Mulvaney Asked About Legal Justification for Withholding Ukraine Aid

Politics|Mulvaney Asked About Legal Justification for Withholding Ukraine Aid

In emails uncovered during an internal review, Mick Mulvaney, the acting White House chief of staff, also asked budget officials how long the aid could be withheld.

Credit…Doug Mills/The New York Times

Maggie HabermanAnnie Karni

Mick Mulvaney, the acting White House chief of staff, asked officials in the budget office after President Trump’s July 25 call with the Ukrainian president whether there was a legal justification for withholding hundreds of millions of dollars in military aid to Ukraine, according to two people briefed on an internal White House review.

The discussions, which took place via email in August, came after the hold on the $391 million had already been put in place. Mr. Mulvaney also asked the officials at the Office of Management and Budget how long the aid could be withheld, three people familiar with the review said.

The emails, which were first reported by The Washington Post on Sunday, were surfaced during a review by the White House Counsel’s Office that is examining the events surrounding the Ukraine call. They raise the question of whether Mr. Mulvaney was seeking after the fact to justify the hold, which is central to Democrats’ impeachment investigation into whether Mr. Trump abused his office for political gain, or whether his request was routine.

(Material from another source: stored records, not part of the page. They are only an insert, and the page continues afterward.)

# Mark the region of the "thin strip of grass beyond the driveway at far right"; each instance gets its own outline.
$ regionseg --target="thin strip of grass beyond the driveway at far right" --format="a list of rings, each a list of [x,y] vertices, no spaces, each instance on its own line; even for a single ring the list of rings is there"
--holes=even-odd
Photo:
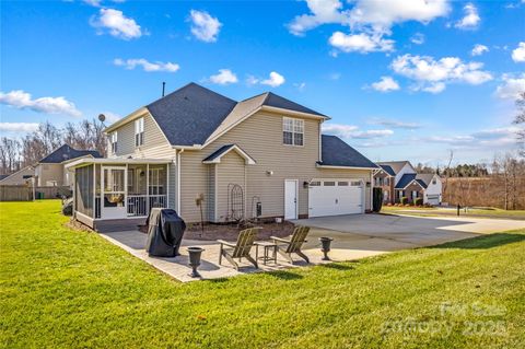
[[[427,207],[398,207],[398,206],[383,206],[381,209],[384,213],[407,213],[415,216],[456,216],[454,209],[443,208],[427,208]],[[488,218],[523,218],[525,219],[525,210],[502,210],[497,208],[487,209],[468,209],[468,212],[462,209],[460,216],[465,217],[488,217]]]

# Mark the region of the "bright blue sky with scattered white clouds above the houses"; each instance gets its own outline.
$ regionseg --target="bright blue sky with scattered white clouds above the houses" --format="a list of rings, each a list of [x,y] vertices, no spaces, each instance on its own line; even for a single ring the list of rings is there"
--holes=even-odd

An administration official on Sunday played down the significance of Mr. Mulvaney’s inquiry, saying that anytime the budget office holds money, it produces a legal justification document. Mr. Mulvaney, the official said, was simply asking to review that document.

The person also hinted at growing tension between the budget office and the White House Counsel’s Office, which the person said had never raised questions about the legality of the hold in real time.

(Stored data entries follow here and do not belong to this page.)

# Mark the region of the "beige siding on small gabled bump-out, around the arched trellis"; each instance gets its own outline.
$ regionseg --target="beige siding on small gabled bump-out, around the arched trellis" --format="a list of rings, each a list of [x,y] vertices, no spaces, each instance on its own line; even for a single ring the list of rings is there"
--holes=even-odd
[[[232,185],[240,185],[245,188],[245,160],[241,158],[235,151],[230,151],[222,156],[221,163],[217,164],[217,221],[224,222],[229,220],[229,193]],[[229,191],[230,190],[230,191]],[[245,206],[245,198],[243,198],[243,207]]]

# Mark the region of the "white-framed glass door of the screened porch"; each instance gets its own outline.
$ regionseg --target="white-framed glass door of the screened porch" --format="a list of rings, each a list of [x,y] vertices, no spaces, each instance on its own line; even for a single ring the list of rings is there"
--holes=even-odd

“To be clear,” said Rachel Semmel, a budget office spokeswoman, “there was a legal consensus at every step of the way that the money could be withheld in order to conduct the policy review. O.M.B. works closely with agencies on executing the budget. Routine practices and procedures were followed.”

The White House did not respond to requests for comment.

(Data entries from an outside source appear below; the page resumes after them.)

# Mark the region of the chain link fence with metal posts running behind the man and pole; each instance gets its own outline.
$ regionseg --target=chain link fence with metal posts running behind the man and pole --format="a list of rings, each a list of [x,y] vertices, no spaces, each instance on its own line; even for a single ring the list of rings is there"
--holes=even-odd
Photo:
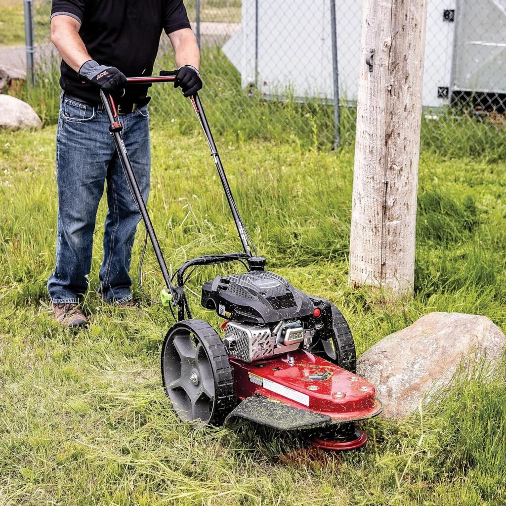
[[[323,149],[353,144],[358,72],[366,64],[361,0],[185,4],[201,49],[202,99],[218,135]],[[49,40],[51,2],[32,5],[35,78],[47,79],[59,61]],[[443,155],[504,154],[506,0],[428,0],[426,38],[422,146]],[[174,67],[163,34],[154,71]],[[180,94],[153,87],[151,95],[155,117],[196,128]]]

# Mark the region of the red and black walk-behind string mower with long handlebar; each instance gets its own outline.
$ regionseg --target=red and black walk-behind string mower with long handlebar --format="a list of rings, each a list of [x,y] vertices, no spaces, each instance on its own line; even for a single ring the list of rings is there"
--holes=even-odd
[[[174,81],[176,72],[130,77],[129,84]],[[190,97],[216,163],[243,252],[185,262],[171,278],[121,138],[114,99],[101,92],[110,132],[153,245],[166,288],[162,303],[177,308],[161,351],[163,387],[181,420],[227,425],[238,418],[281,430],[304,430],[312,444],[359,448],[367,436],[356,422],[377,415],[374,387],[357,376],[350,328],[330,302],[309,296],[266,270],[266,259],[244,227],[198,94]],[[201,303],[223,318],[223,339],[192,318],[185,282],[198,266],[239,262],[241,274],[216,276],[202,286]],[[174,282],[176,280],[176,282]],[[174,312],[173,312],[174,315]]]

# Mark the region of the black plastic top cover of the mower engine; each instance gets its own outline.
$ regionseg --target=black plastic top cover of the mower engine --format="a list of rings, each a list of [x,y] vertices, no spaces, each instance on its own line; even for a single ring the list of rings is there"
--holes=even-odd
[[[269,271],[217,276],[202,286],[202,306],[238,323],[269,324],[312,315],[309,296]]]

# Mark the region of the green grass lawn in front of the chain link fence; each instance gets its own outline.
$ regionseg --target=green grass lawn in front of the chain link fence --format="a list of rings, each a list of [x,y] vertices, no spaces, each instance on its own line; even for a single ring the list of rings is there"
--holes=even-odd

The overarching purpose of the review by the counsel’s office was to clarify the actions of White House officials involved in the call between Mr. Trump and President Volodymyr Zelensky of Ukraine, and it has helped officials establish a timeline around the withholding of the aid and the call. It originally centered on why John A. Eisenberg, a deputy White House counsel, decided to place a rough transcript of the call in a computer system typically reserved for higher-level secret documents.

On the call, Mr. Trump asked Mr. Zelensky to “do us a favor” and investigate a political rival, former Vice President Joseph R. Biden Jr., and a debunked conspiracy theory that Ukraine had interfered in the 2016 election. The White House has released a rough transcript of the call.

So far, the review has included interviews with a number of White House aides and officials on the National Security Council. The White House Counsel’s Office has also reviewed the system that carries official emails to look for information related to the withheld aid.

Mr. Mulvaney has previously told associates that the aid was released after budget officials raised alarms that the deadline for doing so was approaching.

Officials close to both Mr. Mulvaney and the White House counsel, Pat A. Cipollone — who have been at odds since the beginning of 2019 — expressed frustration that some of the details of the review had leaked.